Any UK income tax liability can be deferred until the profits are distributed out of the company.
Personal taxation
A US citizen coming to the UK will be taxable in the US on their worldwide income. UK income tax will also apply depending on his/her residence status in the UK.
If UK resident, he/she will be taxable in the UK on their worldwide income, albeit this would be allowed as a credit in the US. If the individual remains non-resident, he/she will only be taxable in the UK on income arising from a UK source, unless this is "disregarded income".
Dividends from UK companies received by non-resident individuals are "disregarded income" and therefore can be received free of tax.

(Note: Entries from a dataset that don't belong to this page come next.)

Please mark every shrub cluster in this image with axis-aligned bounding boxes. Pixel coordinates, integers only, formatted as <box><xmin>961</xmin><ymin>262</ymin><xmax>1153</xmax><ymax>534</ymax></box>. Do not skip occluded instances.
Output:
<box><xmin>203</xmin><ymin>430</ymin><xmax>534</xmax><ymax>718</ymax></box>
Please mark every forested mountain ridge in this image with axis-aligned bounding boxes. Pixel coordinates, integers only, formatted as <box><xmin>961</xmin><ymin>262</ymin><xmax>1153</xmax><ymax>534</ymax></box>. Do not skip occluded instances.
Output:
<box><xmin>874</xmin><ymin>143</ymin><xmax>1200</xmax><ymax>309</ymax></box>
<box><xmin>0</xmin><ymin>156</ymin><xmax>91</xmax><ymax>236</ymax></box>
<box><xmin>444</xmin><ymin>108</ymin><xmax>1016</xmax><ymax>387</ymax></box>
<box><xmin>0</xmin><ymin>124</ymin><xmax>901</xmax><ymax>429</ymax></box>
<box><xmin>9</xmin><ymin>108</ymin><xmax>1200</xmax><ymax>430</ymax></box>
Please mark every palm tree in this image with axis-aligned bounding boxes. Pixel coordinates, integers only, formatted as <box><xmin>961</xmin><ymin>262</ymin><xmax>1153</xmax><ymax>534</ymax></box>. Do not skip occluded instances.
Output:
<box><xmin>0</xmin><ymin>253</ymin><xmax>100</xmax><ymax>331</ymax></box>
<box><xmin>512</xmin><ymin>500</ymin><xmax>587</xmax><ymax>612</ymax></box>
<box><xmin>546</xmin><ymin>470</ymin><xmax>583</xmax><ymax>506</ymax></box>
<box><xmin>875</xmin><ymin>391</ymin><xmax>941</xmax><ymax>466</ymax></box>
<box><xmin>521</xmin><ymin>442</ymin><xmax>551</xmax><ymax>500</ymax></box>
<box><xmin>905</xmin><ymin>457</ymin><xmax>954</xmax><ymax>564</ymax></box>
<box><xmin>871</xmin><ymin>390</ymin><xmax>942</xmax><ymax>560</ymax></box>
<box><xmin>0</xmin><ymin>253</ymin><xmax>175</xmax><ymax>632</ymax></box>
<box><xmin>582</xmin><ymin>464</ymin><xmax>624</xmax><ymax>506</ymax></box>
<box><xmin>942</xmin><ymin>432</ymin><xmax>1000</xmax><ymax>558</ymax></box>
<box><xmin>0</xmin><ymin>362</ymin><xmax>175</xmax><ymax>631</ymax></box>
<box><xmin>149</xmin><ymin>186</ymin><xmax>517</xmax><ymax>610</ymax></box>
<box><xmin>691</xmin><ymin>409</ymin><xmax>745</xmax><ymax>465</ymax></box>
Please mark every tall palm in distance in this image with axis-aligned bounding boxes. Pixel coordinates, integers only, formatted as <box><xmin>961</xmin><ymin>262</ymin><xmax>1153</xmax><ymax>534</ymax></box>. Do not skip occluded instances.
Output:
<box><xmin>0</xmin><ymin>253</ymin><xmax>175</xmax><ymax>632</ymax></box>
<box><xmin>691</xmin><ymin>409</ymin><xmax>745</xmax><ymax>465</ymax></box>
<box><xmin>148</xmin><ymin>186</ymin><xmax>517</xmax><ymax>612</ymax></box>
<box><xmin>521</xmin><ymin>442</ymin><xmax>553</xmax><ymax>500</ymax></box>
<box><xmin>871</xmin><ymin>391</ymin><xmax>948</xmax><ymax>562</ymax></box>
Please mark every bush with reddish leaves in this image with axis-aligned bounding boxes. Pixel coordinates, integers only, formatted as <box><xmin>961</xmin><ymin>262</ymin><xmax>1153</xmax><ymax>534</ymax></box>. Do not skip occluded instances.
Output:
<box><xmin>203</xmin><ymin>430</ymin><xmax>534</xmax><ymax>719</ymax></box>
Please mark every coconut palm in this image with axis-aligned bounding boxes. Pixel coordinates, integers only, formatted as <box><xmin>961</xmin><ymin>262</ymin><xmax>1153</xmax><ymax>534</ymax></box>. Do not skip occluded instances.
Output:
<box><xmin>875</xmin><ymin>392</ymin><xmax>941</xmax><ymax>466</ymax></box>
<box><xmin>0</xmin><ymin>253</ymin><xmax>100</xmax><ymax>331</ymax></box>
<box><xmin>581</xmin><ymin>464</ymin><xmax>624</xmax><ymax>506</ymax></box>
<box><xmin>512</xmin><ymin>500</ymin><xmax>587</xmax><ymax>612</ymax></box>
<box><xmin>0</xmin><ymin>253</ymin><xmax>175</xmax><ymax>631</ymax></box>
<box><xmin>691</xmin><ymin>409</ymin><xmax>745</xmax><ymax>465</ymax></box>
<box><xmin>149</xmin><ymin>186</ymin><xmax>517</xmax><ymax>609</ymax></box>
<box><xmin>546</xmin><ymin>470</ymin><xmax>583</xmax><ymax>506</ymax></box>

One important question is therefore whether the individual business owner will become UK resident. This will, broadly, depend on how many days he/she plans to spend in the UK during the tax year (April 6 to April 5).
The UK's statutory test for residence means it is relatively clear whether you are UK tax resident or not. There are several 'automatic' residence tests, which if inconclusive give way to a test based on the number of days you have spent in the UK and your ties to the UK.
Broadly, you are automatically UK resident if you spend 183 or more days in the UK, and automatically non-resident if you spend less than 46 (and you have not been UK resident in the previous three years).
Meeting the above tests would bring you within the scope of UK income tax and capital gains tax on your worldwide assets.
However, a US individual coming to the UK otherwise than permanently or indefinitely would likely be able to claim the "remittance basis" of taxation. This would, broadly, protect foreign income and gains from UK taxation, provided they are not brought to or used in the UK while that person is resident.
The remittance basis is not available to long-term residents – that is currently individuals who have been resident for more than 15 out of the previous 20 years.
Overseas workday relief can also be claimed provided the individual was non-UK resident in the three years prior to arrival. This broadly means that for the first three years of residence, the individual is not taxed in the UK in relation to duties performed abroad.